The brokerage said policy measures to decontrol natural gas and crude oil prices, coupled with the absence of a windfall tax despite the ongoing energy shock, were positive surprises that could support valuation multiples across the sector.
Within the space, Morgan Stanley reiterated its preference for ONGC over Oil India, citing ONGC’s superior reserve replacement ratio, higher natural gas price realisations and faster monetisation of reserves.
Why Is Morgan Stanley ‘Overweight’ ONGC?
For ONGC, Morgan Stanley maintained its “Overweight” rating with a price target of ₹345, implying a potential upside of about 33% from Tuesday’s closing price of ₹259.55.

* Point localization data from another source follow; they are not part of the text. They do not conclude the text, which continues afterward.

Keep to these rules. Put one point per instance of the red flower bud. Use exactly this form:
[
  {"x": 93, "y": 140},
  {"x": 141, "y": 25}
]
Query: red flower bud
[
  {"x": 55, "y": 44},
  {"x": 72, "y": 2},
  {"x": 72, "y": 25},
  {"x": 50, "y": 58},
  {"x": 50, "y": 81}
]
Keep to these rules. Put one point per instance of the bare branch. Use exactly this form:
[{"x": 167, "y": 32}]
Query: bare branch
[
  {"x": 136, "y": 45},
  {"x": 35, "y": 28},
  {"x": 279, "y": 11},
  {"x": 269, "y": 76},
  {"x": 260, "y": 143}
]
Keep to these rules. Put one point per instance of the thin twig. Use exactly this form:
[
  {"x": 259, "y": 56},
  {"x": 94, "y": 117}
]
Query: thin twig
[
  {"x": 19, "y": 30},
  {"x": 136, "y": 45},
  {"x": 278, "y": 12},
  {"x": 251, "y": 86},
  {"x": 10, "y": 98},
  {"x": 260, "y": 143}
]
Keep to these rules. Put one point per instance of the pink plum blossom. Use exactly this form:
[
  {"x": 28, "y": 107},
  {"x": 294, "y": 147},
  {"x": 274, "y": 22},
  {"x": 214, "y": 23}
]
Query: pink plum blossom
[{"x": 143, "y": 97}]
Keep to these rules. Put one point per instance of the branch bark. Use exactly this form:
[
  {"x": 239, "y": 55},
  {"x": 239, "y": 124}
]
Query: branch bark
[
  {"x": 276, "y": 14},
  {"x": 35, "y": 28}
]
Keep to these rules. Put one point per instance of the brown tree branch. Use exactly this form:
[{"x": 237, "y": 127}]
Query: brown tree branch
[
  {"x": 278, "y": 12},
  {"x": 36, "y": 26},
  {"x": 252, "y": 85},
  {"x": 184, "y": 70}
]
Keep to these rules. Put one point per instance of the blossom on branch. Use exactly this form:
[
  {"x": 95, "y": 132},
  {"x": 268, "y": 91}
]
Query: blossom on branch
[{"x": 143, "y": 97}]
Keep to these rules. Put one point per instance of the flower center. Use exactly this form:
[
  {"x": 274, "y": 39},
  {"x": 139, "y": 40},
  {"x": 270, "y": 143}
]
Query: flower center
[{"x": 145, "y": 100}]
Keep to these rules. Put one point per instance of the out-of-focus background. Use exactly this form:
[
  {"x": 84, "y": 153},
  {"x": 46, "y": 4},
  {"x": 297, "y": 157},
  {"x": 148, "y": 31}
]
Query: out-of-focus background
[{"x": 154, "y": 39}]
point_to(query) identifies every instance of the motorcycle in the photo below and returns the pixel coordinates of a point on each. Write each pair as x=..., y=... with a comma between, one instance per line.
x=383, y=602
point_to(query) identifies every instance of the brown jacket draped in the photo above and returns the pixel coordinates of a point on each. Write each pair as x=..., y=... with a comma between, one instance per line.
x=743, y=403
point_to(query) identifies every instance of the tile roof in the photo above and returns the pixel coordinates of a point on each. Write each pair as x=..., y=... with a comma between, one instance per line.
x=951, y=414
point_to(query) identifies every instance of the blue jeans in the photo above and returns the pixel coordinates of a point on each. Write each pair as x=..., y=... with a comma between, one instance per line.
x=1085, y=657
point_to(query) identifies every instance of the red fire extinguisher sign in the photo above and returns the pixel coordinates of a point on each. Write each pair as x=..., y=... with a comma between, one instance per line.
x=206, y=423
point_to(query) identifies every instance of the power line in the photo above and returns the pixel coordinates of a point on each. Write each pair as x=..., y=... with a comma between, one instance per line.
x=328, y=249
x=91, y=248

The brokerage expects ONGC to deliver a 3% production CAGR between FY26 and FY29, driven largely by higher domestic gas output and a turnaround in profitability at its international operations.
It also highlighted ONGC’s strong shareholder returns, noting that the company has paid nearly $33 billion in dividends over the last two decades, roughly equivalent to its current market capitalisation.
Morgan Stanley expects ONGC’s dividend payouts over the next 20 years of reserve life to be twice the historical rate, supported by a projected earnings CAGR of 14%.
According to Bloomberg data, 20 out of the 31 analysts tracking ONGC have a “buy” rating on the stock, six have a “hold” and five have a “sell” rating on the stock.
Why Morgan Stanley downgraded Oil India?
In contrast, Morgan Stanley has downgraded Oil India to “Underweight” from its earlier “Overweight” rating and cut its target price to ₹404 from ₹566, implying a downside of about 15% from Tuesday’s closing price of ₹476.
Morgan Stanley cited delayed increases in natural gas selling prices, weaker refinery margins until fuel retailers recover losses, potential diesel discounts as India moves into a diesel surplus by the second half of 2027, and slower domestic production growth as key reasons for the downgrade.
The brokerage also warned of a further 6% – 7% downside risk to consensus earnings estimates as oil prices normalise once tensions in the Middle East ease.
Among the 22 analysts that track Oil India, 15 have a “buy” rating, six say “hold”, and one has a “sell” recommendation.
Shares of ONGC are down 8% in the last one month, while those of Oil India are up 4.4% so far during the same period.